Euphorie statt Ernüchterung, das war die einfache Formel des Tor-Effekts, den Füllkrug selbst so beschrieb: «Das kann schon ein Knackpunkt-Moment gewesen sein für uns als Team.» Das Wissen um späte Optionen kann Titelvertrauen auslösen. Nagelsmann sah es auch so und war sogar glücklicher über einen späten Punkt als über einen bequemen Sieg.

Wenn er ein «Drehbuch» schreiben müsse, würde er für den Turnier-Plot das Szenario lieber nehmen «als ein 4:0». Dortmund ist nun der richtige Ort für eine Stimmungsmaximierung: «Wenn wir die Fans im Rücken haben, ist das das beste Stadion der Liga», sagte Füllkrug.

Der Abwehr-Faktor

Umstellen muss Nagelsmann. Ein viertes Mal wird es nicht die gleiche Aufstellung geben können. Jonathan Tah fehlt in Dortmund wegen seiner zweiten Gelben Karte im Turnier. Unberechtigt fand Nagelsmann diese nach dem Einsteigen des Leverkuseners gegen Breel Embolo. Das nützt nichts. Wer ersetzt also Tah? Nico Schlotterbeck durfte gegen die Schweiz Minuten sammeln. Waldemar Anton sei auch ein Kandidat.

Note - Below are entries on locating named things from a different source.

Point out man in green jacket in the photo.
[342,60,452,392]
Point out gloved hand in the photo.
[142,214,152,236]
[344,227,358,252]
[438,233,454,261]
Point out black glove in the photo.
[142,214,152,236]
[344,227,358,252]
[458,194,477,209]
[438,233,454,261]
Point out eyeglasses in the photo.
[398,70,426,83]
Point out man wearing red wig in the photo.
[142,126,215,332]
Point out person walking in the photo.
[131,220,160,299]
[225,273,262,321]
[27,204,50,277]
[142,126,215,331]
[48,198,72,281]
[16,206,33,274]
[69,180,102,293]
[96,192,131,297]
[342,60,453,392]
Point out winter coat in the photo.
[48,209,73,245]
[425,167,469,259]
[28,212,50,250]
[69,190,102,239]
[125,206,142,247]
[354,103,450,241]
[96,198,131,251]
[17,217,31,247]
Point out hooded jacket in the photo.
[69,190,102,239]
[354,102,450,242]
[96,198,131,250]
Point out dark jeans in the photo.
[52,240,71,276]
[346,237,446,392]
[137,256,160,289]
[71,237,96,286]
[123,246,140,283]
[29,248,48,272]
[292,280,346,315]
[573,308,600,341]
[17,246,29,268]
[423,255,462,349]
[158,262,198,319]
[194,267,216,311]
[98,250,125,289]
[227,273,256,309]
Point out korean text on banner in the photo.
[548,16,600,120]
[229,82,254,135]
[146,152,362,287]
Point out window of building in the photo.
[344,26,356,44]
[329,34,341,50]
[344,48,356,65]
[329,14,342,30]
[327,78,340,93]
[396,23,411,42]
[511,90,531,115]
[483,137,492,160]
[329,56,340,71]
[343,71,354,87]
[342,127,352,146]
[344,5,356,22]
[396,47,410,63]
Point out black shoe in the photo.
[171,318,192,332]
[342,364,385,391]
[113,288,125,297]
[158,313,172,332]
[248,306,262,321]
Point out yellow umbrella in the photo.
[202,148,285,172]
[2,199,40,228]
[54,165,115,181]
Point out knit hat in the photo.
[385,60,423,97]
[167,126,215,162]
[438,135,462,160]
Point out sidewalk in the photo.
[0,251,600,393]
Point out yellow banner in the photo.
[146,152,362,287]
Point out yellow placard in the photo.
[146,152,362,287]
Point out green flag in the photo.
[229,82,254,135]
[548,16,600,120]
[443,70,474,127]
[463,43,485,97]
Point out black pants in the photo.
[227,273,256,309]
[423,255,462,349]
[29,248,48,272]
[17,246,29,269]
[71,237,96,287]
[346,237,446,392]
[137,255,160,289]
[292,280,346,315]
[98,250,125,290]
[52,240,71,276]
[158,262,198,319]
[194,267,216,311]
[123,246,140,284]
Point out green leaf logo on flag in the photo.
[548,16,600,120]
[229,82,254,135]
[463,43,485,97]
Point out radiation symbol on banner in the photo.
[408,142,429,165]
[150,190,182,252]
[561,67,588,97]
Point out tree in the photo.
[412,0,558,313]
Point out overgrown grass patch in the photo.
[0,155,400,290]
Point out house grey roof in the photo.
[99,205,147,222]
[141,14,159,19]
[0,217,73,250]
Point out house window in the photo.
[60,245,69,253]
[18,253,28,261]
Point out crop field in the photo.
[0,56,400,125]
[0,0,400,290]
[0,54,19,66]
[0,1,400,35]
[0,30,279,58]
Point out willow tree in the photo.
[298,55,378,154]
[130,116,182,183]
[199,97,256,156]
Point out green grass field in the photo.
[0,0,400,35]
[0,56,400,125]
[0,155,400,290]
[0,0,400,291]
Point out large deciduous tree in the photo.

Eventuell muss Nagelsmann aber sowohl den Dortmunder Schlotterbeck als auch seinen möglicherweise künftigen Club-Kollegen Anton aufbieten. Der Grund: Antonio Rüdiger plagten sichtbar Schmerzen. «Er hat ein Problem im Oberschenkel. Ich kann es noch nicht sagen», berichtete der Bundestrainer. Ein Ausfall der kompletten Innenverteidigung wäre ein harter Schlag.

Der Planungs-Faktor

Einen Wunschgegner gibt es nicht für das Achtelfinale. Klaro, selbst wenn, würde Nagelsmann den niemals nennen. «Das Gesetz des Turniers ist es, dass die Gegner besser werden», sprach der Bundestrainer eher kryptisch über die Optionen England, Dänemark, Slowenien und Serbien. «Ich finde alle vier Gegner unbequem. Ich hätte mit einer klareren Verteilung der Punkte gerechnet», sagte er zur Situation in der Gruppe C.

Das Problem: Nagelsmann weiß erst am Dienstagabend, wer der Kontrahent sein wird. Das erschwert die Planung. Videos müssen geschnitten, Analysen gemacht werden. Schon am Mittwoch will Nagelsmann am für ihn wichtigsten Trainingstag seinen Spielern eine Taktik darlegen. «Die ganze Nacht» müssen seine Analysten also das Material vorbereiten.

In die Woche startet Nagelmann eher im Slow-Down-Modus. Heute gibt es das übliche Spielersatztraining für die Reservisten, am Dienstag haben alle frei. Ausgang aus dem Home Ground in Herzogenaurach bedeutet das aber nicht.